After nearly 18 years of hanging out on Wednesday nights with teenagers, I no longer am a youth staff member. I no longer teach a d-class on Sunday mornings to college students, or go to the Saturday night college ministry.
I was on the road, speaking. I was trying to write a book or an article. I was preparing. I was working as a community mentor. I got to the point that I was so bogged down that something had to give. I often spent time on the airplane on the way home, trying to prepare for the next morning's D-class. One day I got alone with God and set it all before him. Take a good look, Father, and tell me what I need to give up. I expected to give up many things, but the last thing I expected was to give up my Wednesday, Sunday, and Saturday night ministries.

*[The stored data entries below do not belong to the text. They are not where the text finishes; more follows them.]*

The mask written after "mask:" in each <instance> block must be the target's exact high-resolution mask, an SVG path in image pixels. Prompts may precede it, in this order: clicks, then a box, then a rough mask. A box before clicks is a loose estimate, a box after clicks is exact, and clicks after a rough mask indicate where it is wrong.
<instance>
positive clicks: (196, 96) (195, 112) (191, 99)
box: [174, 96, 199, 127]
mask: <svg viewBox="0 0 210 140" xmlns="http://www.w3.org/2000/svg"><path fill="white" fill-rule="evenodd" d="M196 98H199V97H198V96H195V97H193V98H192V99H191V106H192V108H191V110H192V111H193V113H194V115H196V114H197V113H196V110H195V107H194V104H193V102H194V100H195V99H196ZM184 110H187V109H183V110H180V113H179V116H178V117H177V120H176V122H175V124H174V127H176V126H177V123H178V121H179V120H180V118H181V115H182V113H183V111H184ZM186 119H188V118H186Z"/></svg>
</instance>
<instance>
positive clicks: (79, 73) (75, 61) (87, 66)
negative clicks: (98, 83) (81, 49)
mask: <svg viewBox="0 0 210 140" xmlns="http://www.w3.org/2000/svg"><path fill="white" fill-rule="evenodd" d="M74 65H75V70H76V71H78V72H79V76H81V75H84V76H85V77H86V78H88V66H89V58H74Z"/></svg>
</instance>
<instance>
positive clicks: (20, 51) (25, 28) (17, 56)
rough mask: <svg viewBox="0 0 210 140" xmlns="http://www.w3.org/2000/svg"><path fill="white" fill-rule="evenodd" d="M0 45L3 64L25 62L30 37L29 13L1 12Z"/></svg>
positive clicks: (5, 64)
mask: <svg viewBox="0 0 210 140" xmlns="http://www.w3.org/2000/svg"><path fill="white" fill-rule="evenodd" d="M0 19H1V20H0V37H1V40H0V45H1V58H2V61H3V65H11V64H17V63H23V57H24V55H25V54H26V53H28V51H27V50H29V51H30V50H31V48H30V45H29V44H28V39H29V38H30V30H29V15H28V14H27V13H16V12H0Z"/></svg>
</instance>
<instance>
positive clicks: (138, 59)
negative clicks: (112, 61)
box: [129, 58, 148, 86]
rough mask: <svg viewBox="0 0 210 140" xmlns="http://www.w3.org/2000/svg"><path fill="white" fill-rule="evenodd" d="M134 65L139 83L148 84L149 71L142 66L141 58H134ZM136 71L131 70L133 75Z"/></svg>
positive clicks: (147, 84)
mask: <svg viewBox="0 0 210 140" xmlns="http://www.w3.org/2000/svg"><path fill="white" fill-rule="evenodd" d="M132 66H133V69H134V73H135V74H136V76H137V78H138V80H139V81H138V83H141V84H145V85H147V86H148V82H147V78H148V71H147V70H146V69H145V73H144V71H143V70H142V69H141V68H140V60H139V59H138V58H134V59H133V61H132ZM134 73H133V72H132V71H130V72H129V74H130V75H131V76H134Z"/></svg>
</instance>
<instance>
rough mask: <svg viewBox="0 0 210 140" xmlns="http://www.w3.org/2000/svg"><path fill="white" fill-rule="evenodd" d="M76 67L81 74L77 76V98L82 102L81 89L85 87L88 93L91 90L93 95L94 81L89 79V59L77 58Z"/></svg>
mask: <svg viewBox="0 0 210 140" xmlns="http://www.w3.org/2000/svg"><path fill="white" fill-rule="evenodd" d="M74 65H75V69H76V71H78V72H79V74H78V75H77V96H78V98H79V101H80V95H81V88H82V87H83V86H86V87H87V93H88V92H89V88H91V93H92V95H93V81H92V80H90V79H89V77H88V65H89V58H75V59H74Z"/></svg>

But that's exactly what I knew God was saying.
But, God, who will teach them? This is what I'm called to do--to impact teens with your Word.
It didn't take long for me to realize that God knew exactly what he was doing (isn't it funny how we often doubt this?)
This is what I found. God allowed those same teens to do something amazing for me. Now, when I'm on my way home from a conference, exhausted, or just ready to be home with my family, I'm not preparing the next day's lesson, but I'm excited about the next day. Because I know when I walk in the door, I'm going to get refilled. Instead of giving to teens, God is showing me how powerful it is to receive what these teens give me.
Stepping back has allowed me to see the "fruit" in the teens around me. They are ordinary teens, but they are extraordinary in so many ways.
Glorianna leads a Bible study in her school. I love to hear what she's doing, and about the one student that was impacted that week. Hailey is getting ready for college. She's scared, but excited and asking God to show her what's next in her life. I love to hear her enthusiasm. Tyler's family has been through tough times, but he's living his faith with courage and strength. He goes out on his own to minister to people, telling them about Jesus. Aaron's dad is sick. It caught them all by surprise. His dad is the one who always is giving to others, who helps people go to camp when they can't afford it, and now he's facing chemo and radiation. And yet Aaron finds me wherever I am and crushes me in a huge bear hug, letting me know he's read my latest book, or just letting me know that he's thinking about my ministry and praying. Others leave comments on my facebook or myspace when I'm gone, letting me know they are praying.
The tables have turned and these amazing teens have become the encouragers in my life.
I miss teaching the teens in my home church, but their support allows me to reach out further--teaching teens across the nation, with their help.
Many of you are just the same. You leave comments. You let Julie or Sarah or Mitali know when they say something that resonates with you. You aren't afraid to be honest. You visit this blog every day. Just as we minister, you minister right back.
Teens rock. They really, really do. Thanks!